Aysel Tuğluk, Kürt siyasi hareketinin önemli kademelerinde yer almış ve önemli izler bırakan bir siyasetçi. Kendisinin siyasi kimliği ve mücadelesi, hapsetmek için yeterli görüldü. Hala da o kimlikleri nedeni ile ağır hasta halde hapiste tutulmaya çalışılıyor. Hapis halinin sağlık sorunlarını artırdığını görmekle birlikte özellikle annesinin cenazesine yapılan ırkçı ve etik dışı saldırı onu çok etkiledi. Ve bunun acısı hastalığını tetikledi.
Hasta mahpusların serbest bırakılmamasına gerekçe genellikle ATK gösteriliyor. ATK’nin tutumunu değerlendirebilir misiniz?

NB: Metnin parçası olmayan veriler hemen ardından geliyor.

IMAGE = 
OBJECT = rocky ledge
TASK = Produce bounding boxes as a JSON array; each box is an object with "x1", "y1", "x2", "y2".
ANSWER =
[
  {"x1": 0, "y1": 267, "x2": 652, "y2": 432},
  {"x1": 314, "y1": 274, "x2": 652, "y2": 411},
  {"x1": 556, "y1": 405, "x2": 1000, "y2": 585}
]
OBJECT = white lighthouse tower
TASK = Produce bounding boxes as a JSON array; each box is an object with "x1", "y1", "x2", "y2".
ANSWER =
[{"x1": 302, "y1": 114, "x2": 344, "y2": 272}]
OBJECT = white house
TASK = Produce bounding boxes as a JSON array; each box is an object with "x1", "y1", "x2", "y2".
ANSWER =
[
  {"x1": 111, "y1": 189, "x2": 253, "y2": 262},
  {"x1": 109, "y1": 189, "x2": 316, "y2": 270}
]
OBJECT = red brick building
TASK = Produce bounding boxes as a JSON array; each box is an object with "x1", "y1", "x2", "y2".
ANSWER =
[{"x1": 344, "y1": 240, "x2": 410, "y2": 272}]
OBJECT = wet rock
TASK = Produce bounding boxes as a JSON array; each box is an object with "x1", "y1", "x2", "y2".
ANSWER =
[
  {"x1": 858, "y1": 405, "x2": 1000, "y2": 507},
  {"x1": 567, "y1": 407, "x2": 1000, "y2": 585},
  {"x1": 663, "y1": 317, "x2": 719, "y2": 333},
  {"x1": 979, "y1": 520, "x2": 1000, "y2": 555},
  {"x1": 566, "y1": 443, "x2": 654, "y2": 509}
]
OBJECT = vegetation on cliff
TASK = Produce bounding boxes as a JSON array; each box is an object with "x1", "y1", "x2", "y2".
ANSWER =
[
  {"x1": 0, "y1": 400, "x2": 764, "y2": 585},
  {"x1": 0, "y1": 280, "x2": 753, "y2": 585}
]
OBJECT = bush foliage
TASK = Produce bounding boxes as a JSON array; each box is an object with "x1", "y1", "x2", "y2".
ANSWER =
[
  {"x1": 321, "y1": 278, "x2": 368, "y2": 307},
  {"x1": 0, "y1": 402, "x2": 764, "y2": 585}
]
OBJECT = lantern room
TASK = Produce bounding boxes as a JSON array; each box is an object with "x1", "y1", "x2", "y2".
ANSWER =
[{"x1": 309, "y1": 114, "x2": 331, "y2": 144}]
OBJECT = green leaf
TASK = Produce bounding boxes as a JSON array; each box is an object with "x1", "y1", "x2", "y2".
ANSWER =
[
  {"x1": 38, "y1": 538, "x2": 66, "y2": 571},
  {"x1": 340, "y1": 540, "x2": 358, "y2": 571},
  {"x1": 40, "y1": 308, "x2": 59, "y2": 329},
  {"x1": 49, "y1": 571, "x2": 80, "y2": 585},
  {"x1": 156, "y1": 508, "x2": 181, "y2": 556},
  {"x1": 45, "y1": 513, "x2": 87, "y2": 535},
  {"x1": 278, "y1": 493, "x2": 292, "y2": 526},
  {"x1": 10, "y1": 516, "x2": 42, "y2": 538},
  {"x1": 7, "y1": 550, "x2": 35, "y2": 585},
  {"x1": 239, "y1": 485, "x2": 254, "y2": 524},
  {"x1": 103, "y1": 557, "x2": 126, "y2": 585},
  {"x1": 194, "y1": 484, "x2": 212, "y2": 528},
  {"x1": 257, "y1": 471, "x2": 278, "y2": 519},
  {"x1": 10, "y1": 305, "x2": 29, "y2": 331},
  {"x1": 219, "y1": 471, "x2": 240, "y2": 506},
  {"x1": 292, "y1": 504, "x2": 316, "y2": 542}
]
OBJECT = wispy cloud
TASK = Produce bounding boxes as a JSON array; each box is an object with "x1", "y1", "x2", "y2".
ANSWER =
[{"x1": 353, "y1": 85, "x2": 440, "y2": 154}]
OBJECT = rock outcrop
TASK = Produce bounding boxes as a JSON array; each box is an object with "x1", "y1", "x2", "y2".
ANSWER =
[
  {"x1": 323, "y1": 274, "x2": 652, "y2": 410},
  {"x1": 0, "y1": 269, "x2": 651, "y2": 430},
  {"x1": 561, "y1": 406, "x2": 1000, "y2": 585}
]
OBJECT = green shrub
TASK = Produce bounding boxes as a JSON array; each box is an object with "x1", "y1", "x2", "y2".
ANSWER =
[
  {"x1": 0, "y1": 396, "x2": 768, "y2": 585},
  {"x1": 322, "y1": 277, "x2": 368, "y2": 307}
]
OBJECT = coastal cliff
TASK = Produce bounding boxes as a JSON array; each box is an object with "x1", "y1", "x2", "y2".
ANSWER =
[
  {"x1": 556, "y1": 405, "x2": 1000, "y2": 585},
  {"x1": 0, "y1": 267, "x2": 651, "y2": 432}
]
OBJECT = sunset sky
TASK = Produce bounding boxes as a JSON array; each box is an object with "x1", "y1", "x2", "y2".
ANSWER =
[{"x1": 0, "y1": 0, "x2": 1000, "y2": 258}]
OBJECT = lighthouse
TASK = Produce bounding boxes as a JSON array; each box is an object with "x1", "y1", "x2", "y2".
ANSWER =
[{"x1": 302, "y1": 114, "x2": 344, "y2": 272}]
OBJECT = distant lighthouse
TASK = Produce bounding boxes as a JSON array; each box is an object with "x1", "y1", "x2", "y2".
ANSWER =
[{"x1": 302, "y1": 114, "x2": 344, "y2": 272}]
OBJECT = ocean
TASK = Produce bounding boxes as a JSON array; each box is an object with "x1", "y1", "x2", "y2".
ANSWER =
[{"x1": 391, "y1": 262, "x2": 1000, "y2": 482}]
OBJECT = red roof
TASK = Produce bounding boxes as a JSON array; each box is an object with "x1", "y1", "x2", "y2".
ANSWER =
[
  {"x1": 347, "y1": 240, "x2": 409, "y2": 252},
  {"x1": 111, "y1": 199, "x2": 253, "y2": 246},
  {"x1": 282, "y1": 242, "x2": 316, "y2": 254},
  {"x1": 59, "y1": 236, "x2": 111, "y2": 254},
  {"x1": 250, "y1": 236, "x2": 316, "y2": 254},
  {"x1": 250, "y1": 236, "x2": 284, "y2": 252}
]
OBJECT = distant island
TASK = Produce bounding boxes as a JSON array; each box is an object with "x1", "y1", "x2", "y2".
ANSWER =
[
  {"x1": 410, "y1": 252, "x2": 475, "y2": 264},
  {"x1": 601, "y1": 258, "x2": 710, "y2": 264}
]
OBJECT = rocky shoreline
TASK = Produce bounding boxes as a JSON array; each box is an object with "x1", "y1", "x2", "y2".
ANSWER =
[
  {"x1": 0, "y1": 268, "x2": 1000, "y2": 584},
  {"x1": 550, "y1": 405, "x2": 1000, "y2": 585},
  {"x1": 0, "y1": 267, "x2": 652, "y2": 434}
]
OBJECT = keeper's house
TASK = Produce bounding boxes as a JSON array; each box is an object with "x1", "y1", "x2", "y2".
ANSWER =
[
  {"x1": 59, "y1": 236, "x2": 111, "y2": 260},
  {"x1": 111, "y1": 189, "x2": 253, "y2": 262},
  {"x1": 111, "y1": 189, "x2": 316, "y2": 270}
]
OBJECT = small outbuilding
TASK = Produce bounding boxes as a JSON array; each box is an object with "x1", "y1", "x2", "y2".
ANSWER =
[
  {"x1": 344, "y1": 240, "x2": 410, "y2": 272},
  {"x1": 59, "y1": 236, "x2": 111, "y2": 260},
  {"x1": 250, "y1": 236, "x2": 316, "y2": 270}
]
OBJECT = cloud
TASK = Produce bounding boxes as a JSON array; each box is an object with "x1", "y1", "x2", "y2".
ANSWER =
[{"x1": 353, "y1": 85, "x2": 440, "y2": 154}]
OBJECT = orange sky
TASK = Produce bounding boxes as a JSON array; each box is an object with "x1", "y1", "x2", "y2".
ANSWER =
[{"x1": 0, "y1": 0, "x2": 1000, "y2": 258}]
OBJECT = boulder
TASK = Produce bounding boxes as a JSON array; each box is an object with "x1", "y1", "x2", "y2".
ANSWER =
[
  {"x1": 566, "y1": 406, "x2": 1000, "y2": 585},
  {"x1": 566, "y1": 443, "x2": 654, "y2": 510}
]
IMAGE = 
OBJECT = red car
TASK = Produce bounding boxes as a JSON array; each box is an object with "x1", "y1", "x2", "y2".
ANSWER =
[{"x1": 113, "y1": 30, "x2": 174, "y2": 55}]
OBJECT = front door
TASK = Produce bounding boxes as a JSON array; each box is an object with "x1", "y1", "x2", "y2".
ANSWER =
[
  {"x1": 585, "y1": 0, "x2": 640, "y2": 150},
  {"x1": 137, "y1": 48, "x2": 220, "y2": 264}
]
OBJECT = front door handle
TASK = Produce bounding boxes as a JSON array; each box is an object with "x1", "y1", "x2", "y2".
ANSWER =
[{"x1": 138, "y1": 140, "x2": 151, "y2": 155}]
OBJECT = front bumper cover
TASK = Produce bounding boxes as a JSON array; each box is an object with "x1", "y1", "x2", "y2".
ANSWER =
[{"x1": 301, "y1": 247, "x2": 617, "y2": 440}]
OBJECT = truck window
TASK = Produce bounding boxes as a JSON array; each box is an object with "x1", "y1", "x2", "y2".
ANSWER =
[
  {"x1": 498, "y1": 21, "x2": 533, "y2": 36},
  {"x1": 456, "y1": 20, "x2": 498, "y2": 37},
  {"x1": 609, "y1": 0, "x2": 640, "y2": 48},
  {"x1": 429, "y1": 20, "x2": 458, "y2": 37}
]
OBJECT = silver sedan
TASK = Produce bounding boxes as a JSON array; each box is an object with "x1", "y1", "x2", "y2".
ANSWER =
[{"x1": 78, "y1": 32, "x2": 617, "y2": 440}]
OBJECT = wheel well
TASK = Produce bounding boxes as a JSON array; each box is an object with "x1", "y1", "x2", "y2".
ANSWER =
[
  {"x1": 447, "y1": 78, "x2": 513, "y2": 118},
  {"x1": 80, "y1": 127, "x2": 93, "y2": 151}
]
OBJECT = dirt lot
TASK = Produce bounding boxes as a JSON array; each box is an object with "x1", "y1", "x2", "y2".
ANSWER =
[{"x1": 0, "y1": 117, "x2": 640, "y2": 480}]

Bağımsız konumda olmadığı açıkça ortada olan Adli Tıp Kurumu’nun hasta mahpuslar konusunda hukuken sorumluluğu bulunmaktadır. Mevcut infaz düzenlemeleri nedeni ile bu konuda belirleyici bir yerde. Tam teşekküllü sağlık kurullarınca mahpuslar hakkında “hapishanede kalamaz” şeklinde düzenlenen raporların ATK tarafından onaylanmayıp aksi şekilde yeniden rapor düzenlenmesi halihazırda var olan sıkıntıları daha da artırıyor. Kuruma seçilen kişiler siyasi iktidara bağlılığı nedeniyle tarafsız davranamıyor. Bu nedenle de verdiği kararlarda, bilimsel ve objektif kriterlere uygun değerlendirmeler yapmıyor ATK. Ne yazık ki halen resmi bilirkişi konumunu sürdürüyor.